Home > Our Innovation > Talend Spark Kudu Components

Talend Spark Kudu Components

Introduction

Three components have been created which allow Talend users to create Big Data Batch jobs with Spark using Kudu:

  1. tKuduConfiguration
  2. tKuduInput
  3. tKuduOutput

This component set allows to connect to Kudu, read from and write to Kudu tables.

tKuduConfiguration

This component allows to setup the connection details to the Kudu server. As of now you can only set the servers and ports to which to connect.

tKuduConfiguration
tKuduConfiguration2

This component is then used internally by the two other components tKuduInput and tKuduOutput which cannot operate without these.

tKuduInput

This component reads data in form of an RDD from a specified Kudu table. It can either scan the whole table or filter rows from a Kudu table using Kudu predicates.

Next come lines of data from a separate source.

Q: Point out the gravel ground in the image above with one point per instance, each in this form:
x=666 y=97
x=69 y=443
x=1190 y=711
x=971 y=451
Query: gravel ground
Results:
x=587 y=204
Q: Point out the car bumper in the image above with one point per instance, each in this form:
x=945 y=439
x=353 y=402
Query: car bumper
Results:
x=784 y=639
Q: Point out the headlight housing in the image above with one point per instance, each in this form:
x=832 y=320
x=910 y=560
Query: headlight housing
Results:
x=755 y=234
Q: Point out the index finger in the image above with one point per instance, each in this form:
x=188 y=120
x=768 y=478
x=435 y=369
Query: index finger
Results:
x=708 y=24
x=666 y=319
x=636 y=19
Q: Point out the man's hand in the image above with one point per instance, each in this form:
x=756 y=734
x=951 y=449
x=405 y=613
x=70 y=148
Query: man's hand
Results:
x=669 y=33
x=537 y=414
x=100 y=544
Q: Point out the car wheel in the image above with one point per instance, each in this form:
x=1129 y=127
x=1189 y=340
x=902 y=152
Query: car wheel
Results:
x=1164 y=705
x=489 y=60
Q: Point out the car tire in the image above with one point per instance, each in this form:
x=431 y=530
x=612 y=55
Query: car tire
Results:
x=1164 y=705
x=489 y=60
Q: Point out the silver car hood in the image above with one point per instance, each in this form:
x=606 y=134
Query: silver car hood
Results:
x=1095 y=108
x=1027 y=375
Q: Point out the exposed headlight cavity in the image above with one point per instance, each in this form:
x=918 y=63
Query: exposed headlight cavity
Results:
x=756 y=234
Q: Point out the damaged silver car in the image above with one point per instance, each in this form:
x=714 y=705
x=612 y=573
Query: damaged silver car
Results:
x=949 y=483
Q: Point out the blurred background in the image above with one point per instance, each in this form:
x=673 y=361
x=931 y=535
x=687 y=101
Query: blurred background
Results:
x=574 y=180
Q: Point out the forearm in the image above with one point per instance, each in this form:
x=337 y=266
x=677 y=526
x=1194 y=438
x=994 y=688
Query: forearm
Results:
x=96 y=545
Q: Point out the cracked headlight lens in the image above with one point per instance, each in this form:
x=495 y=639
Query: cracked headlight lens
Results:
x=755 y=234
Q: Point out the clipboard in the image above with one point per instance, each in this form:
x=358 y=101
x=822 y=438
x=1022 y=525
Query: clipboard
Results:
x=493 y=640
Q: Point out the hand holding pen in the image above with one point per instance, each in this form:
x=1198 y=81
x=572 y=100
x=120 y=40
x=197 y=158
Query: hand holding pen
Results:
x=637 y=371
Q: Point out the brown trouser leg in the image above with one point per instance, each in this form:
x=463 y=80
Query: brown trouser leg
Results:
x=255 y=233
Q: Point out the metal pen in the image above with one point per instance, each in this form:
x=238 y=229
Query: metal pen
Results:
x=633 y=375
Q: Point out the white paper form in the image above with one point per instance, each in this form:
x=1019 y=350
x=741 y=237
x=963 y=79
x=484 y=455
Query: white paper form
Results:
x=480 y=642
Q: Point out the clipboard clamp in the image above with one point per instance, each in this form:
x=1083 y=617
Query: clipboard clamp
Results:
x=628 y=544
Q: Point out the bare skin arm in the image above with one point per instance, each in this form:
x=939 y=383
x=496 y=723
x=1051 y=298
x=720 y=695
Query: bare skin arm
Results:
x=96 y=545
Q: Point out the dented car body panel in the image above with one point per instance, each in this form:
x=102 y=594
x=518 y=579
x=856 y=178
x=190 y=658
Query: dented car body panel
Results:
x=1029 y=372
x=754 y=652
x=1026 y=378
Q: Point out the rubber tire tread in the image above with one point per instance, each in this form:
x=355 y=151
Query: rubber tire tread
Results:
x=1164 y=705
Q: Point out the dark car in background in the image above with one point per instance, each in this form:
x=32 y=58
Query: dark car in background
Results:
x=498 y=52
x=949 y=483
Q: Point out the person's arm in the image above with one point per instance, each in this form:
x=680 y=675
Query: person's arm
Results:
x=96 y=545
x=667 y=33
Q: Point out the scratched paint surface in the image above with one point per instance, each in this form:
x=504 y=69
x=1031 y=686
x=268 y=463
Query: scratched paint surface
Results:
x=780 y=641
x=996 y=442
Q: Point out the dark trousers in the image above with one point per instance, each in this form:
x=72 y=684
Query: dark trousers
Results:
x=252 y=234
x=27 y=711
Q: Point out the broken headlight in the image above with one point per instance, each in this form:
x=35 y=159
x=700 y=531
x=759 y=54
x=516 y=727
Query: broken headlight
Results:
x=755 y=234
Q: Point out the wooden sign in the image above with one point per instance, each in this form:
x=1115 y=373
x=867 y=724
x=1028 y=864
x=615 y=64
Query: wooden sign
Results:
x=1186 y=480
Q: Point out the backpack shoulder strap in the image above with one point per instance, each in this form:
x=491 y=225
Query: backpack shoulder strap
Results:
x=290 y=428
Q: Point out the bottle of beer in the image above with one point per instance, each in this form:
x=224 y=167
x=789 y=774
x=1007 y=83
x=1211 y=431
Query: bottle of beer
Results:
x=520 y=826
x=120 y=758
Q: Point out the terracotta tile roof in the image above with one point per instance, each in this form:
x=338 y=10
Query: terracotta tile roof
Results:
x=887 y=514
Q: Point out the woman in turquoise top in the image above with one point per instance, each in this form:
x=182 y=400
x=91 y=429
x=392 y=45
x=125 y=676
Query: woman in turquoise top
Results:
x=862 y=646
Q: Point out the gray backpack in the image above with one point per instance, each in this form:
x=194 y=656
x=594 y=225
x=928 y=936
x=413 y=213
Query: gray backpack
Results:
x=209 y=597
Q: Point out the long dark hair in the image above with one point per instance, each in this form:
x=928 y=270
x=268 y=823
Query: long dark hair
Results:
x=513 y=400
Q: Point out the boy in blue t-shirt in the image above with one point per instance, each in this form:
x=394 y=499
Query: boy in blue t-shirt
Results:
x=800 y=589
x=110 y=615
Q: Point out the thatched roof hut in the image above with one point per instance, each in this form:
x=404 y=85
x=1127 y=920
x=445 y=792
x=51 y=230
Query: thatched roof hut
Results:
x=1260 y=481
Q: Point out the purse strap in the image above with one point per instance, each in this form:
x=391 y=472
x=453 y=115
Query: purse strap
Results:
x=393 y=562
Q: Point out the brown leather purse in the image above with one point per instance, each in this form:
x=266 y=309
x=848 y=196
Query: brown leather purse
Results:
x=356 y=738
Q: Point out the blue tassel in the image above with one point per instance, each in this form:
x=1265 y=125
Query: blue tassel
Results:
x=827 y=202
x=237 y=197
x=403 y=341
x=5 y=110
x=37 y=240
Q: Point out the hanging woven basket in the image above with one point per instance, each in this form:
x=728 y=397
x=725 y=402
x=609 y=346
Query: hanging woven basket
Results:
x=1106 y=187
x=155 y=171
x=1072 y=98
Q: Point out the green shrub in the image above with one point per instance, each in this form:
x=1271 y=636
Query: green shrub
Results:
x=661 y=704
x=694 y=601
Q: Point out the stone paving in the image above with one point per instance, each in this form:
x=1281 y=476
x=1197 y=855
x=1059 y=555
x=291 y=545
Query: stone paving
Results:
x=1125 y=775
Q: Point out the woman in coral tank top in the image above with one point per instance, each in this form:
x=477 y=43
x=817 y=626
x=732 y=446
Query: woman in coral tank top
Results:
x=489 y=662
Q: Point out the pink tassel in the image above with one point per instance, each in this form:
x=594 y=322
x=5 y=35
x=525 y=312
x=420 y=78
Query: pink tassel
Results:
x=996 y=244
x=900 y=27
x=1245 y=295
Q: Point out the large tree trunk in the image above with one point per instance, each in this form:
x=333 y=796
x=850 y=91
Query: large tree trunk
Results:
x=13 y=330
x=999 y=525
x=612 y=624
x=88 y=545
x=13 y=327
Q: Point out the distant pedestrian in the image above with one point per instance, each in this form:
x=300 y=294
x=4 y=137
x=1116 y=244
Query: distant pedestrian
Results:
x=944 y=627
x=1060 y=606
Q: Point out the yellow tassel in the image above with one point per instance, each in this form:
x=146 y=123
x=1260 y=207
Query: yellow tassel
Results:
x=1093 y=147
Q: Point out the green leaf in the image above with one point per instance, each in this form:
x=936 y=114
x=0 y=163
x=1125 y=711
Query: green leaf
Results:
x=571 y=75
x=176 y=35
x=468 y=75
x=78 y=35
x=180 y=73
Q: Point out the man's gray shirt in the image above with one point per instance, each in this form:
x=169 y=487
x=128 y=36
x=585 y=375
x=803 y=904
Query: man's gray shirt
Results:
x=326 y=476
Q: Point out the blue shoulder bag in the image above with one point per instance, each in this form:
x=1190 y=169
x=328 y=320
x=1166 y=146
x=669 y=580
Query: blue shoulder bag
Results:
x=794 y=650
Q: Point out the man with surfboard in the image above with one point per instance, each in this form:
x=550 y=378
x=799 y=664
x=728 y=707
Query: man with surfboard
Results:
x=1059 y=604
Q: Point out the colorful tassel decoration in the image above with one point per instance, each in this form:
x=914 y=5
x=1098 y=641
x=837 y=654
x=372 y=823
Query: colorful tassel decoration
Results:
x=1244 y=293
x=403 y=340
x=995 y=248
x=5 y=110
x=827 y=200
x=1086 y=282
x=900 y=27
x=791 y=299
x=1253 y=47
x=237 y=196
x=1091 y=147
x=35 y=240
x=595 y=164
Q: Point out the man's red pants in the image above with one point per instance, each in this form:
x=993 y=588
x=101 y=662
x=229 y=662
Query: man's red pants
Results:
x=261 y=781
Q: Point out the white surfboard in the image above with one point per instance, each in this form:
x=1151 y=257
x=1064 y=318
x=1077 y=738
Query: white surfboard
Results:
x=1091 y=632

The supported predicates are:

1. EQUALS
2. GREATER
3. GREATER EQUALS
4. LESS
5. LESS EQUALS
6. IS NULL
7. IS NOT NULL

It also allows to set a limit to the output rows.

tKuduInput
tKuduInput2
tKuduInput3

Simple Example Job

tKuduInput4

This job sets up two configuration components which setup a connection to HDFS (tHDFSConfiguration_1) and a connection to the Kudu server (tKuduConfiguration_1). The tKuduInput_1 component is then used to read data from a Kudu table:

tKuduInput5

The output produced is then consumed by a tLogRow component. It could be consumed by any other Spark batch component though.

tKuduOutput

This component supports the following functionality:

1. Create (also re-create) a table including two types of partitions on primary keys:
a. Range partitions (at the moment it only supports one single column)
b. Hash partitions
2. Perform writing operations on a table:
a. Insert – insert new records
b. Delete – delete existing records
c. Update – update existing records
d. Upsert – update or if the record does not exist, insert a new record

tKuduOutput
tKuduOutput2

Limitations

The components have some known limitations. The most important one is the lack of support for the Date data format. This is due to the fact that Talend uses internally java.util.Date in the avro records and this cannot be converted to the Kudu timestamp data type.

Supported Versions

These components have been tested with Talend 6.4.1. But they should also work with Talend 6.5.1.

Installation

These components can be installed in Talend Studio in the following way:

1. Unpack the provided zip file into a local folder ()
2. Start Talend Studio
3. Go to Menu “Window” -> “Preferences”
4. Type “Component” in the search field on the top left side of this dialogue:

KuduComponentInstallation

5. Click on “Components” in the tree on the left panel
6. Write the path to in the field with label “User component folder:”
7. Click on “Talend Component Designer” in the tree on the left panel
8. Write the path to in the field with label “Component project:”
9. Click the “OK” button